However, several weeks ago I found myself going onto YouTube to watch videos of all the fatalities in the Mortal Kombat games. I played Mortal Kombat a fair amount a dozen years ago; I really got into Street Fighter II, so that led me to try Mortal Kombat out, and Mortal Kombat II was the only recent arcade game they had in the Student Union building at Antioch while I was going there. I’d stopped playing before the series went 3-D, though, so I had several games’ worth of fatalities to watch. Surprisingly I found myself cringing a lot at the fatalities from the more recent games, even though I think the fatalities from the old 2-D games were a lot more imaginative. I didn’t have problems looking at those old fatalities, either. I’m trying to figure out why I would have such varying reactions to these displays of blood and gore; I don’t think it’s the three-dimensional aspect of the new fatalities that is getting to me, especially since the first 3-D Mortal Kombat games had fighters that looked less realistic than the ones in the later 2-D games. Whatever the case, I hardly had an inclination to pick up another Mortal Kombat game — I don’t even follow Street Fighter any longer — and watching the new fatalities has soured me to the idea even more.
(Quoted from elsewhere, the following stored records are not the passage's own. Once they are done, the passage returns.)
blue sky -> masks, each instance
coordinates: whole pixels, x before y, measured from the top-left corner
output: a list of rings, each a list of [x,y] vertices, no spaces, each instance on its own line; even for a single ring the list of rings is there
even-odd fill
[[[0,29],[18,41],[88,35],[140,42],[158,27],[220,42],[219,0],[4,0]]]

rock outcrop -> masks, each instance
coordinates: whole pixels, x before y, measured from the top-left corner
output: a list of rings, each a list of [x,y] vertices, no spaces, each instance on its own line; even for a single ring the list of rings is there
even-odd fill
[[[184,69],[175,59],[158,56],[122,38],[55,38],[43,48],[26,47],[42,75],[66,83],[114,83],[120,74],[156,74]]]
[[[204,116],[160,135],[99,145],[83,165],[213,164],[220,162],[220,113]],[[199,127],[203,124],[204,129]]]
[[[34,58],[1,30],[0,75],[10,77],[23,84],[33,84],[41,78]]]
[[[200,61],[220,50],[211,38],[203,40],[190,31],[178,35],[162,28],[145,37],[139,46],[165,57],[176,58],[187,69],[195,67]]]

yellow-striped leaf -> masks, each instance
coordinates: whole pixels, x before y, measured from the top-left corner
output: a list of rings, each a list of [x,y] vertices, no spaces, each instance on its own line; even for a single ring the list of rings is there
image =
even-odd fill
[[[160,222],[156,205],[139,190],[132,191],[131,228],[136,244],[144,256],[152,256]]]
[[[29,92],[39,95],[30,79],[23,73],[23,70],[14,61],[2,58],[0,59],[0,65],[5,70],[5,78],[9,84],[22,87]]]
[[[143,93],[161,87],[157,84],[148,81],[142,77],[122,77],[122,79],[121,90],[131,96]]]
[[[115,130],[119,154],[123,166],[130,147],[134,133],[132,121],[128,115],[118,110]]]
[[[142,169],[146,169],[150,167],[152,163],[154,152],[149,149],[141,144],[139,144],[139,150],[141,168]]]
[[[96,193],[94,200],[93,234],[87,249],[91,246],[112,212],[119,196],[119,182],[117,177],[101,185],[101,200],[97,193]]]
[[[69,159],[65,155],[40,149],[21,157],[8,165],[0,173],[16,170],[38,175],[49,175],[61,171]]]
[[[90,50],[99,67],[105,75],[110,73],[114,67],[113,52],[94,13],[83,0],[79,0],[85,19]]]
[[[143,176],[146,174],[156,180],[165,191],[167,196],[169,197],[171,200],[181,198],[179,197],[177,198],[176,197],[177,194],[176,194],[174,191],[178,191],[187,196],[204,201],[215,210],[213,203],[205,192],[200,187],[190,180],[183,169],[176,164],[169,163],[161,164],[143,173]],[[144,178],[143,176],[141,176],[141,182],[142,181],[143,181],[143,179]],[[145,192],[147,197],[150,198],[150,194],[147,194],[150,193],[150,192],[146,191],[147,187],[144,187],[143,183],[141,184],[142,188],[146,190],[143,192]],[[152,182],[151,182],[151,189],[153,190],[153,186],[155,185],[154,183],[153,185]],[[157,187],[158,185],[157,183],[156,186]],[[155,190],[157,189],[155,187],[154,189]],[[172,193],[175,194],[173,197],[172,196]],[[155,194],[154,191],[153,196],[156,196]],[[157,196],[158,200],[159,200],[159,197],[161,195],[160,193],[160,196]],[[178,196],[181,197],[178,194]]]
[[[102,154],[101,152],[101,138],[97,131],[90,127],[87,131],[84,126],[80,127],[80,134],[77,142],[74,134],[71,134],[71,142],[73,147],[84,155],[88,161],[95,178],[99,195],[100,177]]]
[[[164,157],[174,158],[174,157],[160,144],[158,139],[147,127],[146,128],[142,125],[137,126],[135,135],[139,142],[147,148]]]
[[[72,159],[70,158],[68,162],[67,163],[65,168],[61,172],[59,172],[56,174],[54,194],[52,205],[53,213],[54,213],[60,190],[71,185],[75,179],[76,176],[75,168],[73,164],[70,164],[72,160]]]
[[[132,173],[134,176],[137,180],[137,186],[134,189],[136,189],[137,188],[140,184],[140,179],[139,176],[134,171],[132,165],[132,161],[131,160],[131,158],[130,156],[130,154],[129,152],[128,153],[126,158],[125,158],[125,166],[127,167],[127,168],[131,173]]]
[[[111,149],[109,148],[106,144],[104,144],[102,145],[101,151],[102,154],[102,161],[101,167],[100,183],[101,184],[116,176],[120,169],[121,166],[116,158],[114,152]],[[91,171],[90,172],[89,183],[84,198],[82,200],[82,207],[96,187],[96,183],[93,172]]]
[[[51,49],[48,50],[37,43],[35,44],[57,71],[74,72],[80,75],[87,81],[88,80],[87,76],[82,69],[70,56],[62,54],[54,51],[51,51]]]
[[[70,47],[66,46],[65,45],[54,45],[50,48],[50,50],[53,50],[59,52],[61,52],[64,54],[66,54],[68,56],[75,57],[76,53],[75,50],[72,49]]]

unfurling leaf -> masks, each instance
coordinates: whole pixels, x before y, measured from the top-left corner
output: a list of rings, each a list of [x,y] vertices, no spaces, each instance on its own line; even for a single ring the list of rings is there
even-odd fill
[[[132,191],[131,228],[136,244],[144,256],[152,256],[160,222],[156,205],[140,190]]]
That being said, I’ve seen many television commercials for Mortal Kombat vs. DC Universe lately, even on CBC. I was a Marvel Comics reader growing up, so having DC characters in there doesn’t exactly want to make me pick up the game. Anyway, I saw the fatalities and “heroic brutalities” on YouTube, so I’m guessing that I’ve seen all there really is to see about the game. There are two questions I have that are bugging me, though. First of all, how can anyone kill Superman with the usual range of fatalities since, you know, he’s invincible and stuff. Secondly, one of the commercials I saw featured the Joker playing the old joybuzzer prank on Raiden. Would someone care to explain to me how, exactly, the God of Thunder is supposed to get hurt by a shock like that? Yes, I know that in all the other games you can play two Raidens against one another and they can each be hurt by the other’s electric blasts, but still, the Joker/Raiden thing is kind of counterintuitive, and it’s definitely not the kind of thing I think Midway should put into a commercial just because of the strained logic involved in trying to explain it.